The trouble begins when Elvis-ized Memphis (Hugh Jackman) is incubating the egg that will become Mumble. Instead of contemplating The Great Guin while waiting out the long winter as the elders command, he’s dreaming of Norma Jean (silvery voiced Nicole Kidman) and the heart-song they shared that led to the egg. She’s off fishing during the coldest darkest part of egg time, leaving Memphis to balance said egg on his feet, the way a good penguin dad should. Thus distracted, the egg slips into the snow and when it hatches, later than all the others in the colony, the little guy pops out feet-first and dancing, much to the consternation of dad, who tells him it’s just not penguin, and everyone else. Worse, when the time comes for Mumble to find his heartsong, the one that will find him his true love, what comes out is a squawk that drives his teacher to conniptions, and the rest of the colony to laughter and worse. Kept on the fringes of emperor penguin society, never quite getting over his molting phase, the final blow comes when just as he’s starting to win the colony over to his dancing form of wooing courtesy of Gloria (Brittany Murphy) who joins in the boogie, the chief elder (Hugo Weaving), brands him a heretic and blames him for the decline in the local fish population. Mumble (earnestly voiced as an adolescent by Elijah Wood) leaves, but only to prove to the elders and everyone else that the mysterious aliens he’s been hearing about from hungry skuas and the rockhopper guru, Lovelace (Robin Williams as Barry White), are to blame. His time is short. The colony’s position is precarious, and the plastic six-pack rings around Lovelace’s neck, which he tells everyone is a mark of favor from the aliens, is turning into a noose. He’s joined by a gaggle of deliciously salsa-fied Adelies, led by Ramon (Robin Williams in a manic Latin mood), who give a running commentary on the action while providing some comic relief.
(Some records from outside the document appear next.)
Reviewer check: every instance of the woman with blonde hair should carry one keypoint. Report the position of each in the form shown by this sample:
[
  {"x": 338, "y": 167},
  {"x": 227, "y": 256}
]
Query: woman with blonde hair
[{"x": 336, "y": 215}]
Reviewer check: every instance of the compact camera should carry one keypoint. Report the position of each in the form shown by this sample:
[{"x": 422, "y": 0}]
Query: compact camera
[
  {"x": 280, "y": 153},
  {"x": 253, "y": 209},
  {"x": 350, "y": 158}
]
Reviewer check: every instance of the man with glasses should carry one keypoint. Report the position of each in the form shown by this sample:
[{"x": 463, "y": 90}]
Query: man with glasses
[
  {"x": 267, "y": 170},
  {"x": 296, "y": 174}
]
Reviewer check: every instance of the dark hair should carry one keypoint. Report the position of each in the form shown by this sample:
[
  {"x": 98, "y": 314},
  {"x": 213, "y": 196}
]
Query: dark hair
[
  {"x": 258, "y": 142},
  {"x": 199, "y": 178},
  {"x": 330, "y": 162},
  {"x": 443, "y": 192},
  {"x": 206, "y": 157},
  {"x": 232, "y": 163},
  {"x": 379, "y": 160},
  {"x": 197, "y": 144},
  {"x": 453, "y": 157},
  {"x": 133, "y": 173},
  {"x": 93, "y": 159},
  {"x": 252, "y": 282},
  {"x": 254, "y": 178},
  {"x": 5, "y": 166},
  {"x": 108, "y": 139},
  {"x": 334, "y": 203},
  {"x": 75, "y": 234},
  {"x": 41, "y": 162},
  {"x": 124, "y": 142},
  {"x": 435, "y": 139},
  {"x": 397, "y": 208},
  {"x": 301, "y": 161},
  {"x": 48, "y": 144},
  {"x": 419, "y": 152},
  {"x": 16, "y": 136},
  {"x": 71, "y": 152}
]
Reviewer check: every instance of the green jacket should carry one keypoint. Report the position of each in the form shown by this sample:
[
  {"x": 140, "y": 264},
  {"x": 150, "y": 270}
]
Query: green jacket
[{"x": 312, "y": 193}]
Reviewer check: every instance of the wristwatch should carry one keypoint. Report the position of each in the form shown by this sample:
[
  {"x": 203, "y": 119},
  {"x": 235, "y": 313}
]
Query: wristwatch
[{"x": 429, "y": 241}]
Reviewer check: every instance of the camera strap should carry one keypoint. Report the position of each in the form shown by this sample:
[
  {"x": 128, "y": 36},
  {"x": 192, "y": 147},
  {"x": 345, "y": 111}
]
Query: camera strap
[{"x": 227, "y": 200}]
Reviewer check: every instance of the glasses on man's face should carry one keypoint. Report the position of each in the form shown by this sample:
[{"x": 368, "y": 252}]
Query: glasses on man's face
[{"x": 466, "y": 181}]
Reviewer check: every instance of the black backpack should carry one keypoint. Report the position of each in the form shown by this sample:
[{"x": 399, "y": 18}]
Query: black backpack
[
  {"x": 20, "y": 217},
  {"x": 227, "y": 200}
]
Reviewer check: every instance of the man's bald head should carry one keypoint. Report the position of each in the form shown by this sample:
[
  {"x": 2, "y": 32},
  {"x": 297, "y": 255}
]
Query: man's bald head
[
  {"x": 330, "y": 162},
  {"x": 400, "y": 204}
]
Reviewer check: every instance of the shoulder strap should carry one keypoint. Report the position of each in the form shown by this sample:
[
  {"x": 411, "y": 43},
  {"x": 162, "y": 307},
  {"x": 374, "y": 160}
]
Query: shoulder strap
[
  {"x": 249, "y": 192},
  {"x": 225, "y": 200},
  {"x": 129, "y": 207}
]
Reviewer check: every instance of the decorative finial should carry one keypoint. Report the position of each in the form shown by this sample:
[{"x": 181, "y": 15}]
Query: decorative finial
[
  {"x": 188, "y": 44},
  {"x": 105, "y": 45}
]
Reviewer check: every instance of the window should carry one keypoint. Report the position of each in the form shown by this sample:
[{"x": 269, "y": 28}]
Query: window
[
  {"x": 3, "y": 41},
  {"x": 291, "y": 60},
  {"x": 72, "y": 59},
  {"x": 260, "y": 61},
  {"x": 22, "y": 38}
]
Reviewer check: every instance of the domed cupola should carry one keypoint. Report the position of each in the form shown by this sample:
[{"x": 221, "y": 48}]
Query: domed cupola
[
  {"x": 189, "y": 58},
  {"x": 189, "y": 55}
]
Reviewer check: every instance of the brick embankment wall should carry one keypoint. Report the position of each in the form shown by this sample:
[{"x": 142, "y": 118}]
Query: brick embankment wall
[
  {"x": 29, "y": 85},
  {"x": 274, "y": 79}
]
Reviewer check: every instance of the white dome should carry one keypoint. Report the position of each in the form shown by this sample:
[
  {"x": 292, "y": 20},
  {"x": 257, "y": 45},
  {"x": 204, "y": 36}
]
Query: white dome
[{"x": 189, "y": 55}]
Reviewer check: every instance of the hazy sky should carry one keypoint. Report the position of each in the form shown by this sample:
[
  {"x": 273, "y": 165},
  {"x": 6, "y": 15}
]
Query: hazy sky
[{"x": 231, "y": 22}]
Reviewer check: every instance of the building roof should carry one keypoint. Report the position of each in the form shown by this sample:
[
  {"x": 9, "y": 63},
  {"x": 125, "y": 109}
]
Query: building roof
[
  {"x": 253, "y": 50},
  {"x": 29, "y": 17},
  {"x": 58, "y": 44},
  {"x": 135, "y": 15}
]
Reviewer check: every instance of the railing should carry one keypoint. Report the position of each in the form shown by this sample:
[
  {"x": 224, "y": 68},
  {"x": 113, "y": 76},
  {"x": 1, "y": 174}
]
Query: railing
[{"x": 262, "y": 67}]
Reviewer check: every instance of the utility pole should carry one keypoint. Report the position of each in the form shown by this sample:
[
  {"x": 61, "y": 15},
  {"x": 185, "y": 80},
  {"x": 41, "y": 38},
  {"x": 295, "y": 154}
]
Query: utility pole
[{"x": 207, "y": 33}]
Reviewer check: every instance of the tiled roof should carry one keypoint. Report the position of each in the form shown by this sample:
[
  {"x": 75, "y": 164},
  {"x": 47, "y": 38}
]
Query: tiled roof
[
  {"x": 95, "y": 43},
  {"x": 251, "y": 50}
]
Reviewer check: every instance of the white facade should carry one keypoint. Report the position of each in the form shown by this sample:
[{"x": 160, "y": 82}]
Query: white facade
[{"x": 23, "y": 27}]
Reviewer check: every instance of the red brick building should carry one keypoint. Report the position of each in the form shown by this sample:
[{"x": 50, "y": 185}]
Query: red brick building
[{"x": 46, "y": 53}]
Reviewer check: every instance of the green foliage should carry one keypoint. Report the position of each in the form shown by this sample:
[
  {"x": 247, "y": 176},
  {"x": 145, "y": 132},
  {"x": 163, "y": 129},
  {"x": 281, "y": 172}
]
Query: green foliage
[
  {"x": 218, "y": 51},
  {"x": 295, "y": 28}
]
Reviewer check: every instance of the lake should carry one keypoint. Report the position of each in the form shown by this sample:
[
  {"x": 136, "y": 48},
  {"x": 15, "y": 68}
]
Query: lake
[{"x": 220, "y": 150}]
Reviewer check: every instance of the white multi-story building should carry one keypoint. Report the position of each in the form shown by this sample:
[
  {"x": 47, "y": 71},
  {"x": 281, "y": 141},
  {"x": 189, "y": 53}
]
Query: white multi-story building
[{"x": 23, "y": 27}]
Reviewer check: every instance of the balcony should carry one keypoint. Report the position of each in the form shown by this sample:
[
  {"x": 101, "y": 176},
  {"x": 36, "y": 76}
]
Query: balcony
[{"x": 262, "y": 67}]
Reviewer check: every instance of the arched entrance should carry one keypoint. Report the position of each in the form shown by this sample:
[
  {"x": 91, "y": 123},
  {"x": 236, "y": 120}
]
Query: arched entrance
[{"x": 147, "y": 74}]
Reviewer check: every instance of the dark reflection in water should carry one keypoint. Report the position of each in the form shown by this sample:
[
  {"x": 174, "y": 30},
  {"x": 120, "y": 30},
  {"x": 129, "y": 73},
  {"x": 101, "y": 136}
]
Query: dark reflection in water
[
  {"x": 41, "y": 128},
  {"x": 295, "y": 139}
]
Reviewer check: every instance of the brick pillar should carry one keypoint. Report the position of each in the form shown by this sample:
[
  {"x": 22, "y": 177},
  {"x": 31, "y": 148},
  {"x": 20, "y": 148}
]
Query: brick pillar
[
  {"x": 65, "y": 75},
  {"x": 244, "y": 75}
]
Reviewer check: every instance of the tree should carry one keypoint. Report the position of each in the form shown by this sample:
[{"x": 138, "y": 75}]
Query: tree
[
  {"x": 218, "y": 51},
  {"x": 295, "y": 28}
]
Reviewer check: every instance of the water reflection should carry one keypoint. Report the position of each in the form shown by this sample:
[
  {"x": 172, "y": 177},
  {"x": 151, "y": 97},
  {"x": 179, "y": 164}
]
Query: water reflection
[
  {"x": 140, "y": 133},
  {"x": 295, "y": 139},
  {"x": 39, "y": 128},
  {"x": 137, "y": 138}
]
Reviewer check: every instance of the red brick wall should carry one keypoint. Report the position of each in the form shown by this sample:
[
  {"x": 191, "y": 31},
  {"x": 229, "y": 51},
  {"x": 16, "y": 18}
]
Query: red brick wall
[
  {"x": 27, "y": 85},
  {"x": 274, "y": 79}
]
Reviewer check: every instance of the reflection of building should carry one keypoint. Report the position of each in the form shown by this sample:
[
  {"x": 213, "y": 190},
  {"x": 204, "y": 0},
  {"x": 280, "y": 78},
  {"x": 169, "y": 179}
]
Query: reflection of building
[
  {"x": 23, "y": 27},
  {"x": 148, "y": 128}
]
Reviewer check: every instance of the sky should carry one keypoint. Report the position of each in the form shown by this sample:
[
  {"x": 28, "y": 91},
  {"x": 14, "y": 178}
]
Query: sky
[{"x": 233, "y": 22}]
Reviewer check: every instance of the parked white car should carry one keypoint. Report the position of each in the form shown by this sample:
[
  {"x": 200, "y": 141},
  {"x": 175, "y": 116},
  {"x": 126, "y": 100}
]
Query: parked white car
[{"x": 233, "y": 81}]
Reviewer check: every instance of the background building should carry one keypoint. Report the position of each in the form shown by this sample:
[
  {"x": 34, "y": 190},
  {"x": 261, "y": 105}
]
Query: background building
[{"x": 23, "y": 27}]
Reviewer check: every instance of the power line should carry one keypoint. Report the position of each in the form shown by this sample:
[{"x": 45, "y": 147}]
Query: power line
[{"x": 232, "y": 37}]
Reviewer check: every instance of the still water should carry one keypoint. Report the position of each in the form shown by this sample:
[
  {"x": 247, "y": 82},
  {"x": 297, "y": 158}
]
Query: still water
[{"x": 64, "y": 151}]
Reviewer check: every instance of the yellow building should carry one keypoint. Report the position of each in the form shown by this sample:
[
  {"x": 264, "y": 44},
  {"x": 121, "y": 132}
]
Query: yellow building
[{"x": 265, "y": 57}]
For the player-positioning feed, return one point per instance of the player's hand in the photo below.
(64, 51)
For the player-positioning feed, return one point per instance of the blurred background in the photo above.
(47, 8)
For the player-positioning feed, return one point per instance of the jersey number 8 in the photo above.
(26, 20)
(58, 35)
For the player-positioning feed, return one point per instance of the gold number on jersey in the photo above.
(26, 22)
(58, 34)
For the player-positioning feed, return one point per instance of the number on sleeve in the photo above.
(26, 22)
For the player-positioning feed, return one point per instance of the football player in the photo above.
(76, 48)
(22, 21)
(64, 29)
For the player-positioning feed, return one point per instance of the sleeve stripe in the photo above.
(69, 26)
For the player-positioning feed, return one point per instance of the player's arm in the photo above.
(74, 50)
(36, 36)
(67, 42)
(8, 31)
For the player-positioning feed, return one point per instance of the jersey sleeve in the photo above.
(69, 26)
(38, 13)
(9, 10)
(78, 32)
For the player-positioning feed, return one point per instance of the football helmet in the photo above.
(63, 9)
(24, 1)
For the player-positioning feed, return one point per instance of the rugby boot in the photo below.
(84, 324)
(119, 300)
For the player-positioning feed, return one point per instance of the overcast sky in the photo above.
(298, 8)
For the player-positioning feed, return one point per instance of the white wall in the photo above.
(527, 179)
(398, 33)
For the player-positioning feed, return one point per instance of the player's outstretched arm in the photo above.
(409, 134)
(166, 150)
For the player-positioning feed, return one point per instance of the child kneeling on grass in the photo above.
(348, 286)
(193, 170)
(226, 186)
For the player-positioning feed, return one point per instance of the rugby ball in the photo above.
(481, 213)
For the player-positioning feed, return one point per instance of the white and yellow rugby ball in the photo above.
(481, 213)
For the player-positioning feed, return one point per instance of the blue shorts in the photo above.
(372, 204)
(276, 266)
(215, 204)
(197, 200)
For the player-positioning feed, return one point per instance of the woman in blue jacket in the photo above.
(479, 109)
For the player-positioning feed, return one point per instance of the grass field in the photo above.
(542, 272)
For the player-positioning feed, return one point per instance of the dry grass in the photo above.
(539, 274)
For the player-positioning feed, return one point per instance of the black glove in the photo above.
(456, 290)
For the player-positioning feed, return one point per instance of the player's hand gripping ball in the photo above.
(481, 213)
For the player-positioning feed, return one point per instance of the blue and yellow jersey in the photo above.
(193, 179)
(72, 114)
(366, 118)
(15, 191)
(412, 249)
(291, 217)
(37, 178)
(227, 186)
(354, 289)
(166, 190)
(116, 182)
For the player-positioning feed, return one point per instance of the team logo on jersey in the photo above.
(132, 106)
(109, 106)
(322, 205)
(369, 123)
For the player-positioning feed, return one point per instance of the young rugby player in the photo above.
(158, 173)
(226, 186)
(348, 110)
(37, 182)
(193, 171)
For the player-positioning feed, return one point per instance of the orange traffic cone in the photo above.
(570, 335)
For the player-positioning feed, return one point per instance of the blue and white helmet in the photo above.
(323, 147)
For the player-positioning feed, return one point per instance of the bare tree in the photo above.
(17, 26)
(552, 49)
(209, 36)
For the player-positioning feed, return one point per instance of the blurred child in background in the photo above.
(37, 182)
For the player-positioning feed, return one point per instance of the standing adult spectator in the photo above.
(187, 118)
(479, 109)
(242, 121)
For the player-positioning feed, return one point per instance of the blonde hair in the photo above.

The animation here is dazzling, there is just no other word for it. Top of the list is the motion-capture that lets Mumble dance like Savion Glover, whose motion was the one captured. From the translucence of blue ice, to the six million feathers on each penguin, to the penguins flying underwater in fanciful formations leaving streams of bubbles in their wakes, to the unbelievably expressive eyes each of the animated characters has. That last is so good that it’s not a leap to imagine actors and directors pondering the same CGI applications on live-action performers. There is the same depth and complexity as the story itself, which owes much to the Brothers Grimm school of fairy tales, as in good and evil served up without a sugar coating and with no guarantee of a happy ending. The evil in this case manifests as eco-exploitation rather than traditional magic. There is magic in HAPPY FEET and it comes from that animation, as well as the deft blending of fun and looming, constant danger. The leopard seal, driven like all the other animals by a dearth of food, that attacks Mumble has a mouthful of teeth to rival that if any great white shark. It all works, though, because the characters are as fully realized as their feathers, and on both scores, given distinct personalities. Norma Jean has an almost heart-shaped spot over her real heart. Mumble has the shadow of a bow tie. The voice work is superb in even the smallest of roles, including the late Steve Irwin as a dubious elephant seal. They are performances in every sense of the word.
Aside from eco-messages and the strictures of orthodoxy of all kinds, there is a subtle comment on the way class structures tend to work, the first world and the way it does, and sometimes doesn’t, think of those on the bottom, literally and figuratively. In keeping with that, HAPPY FEET begins and ends with a shot of the galaxy. It’s a tidy way of bookending a tale that has at its core a message that we are all in this together.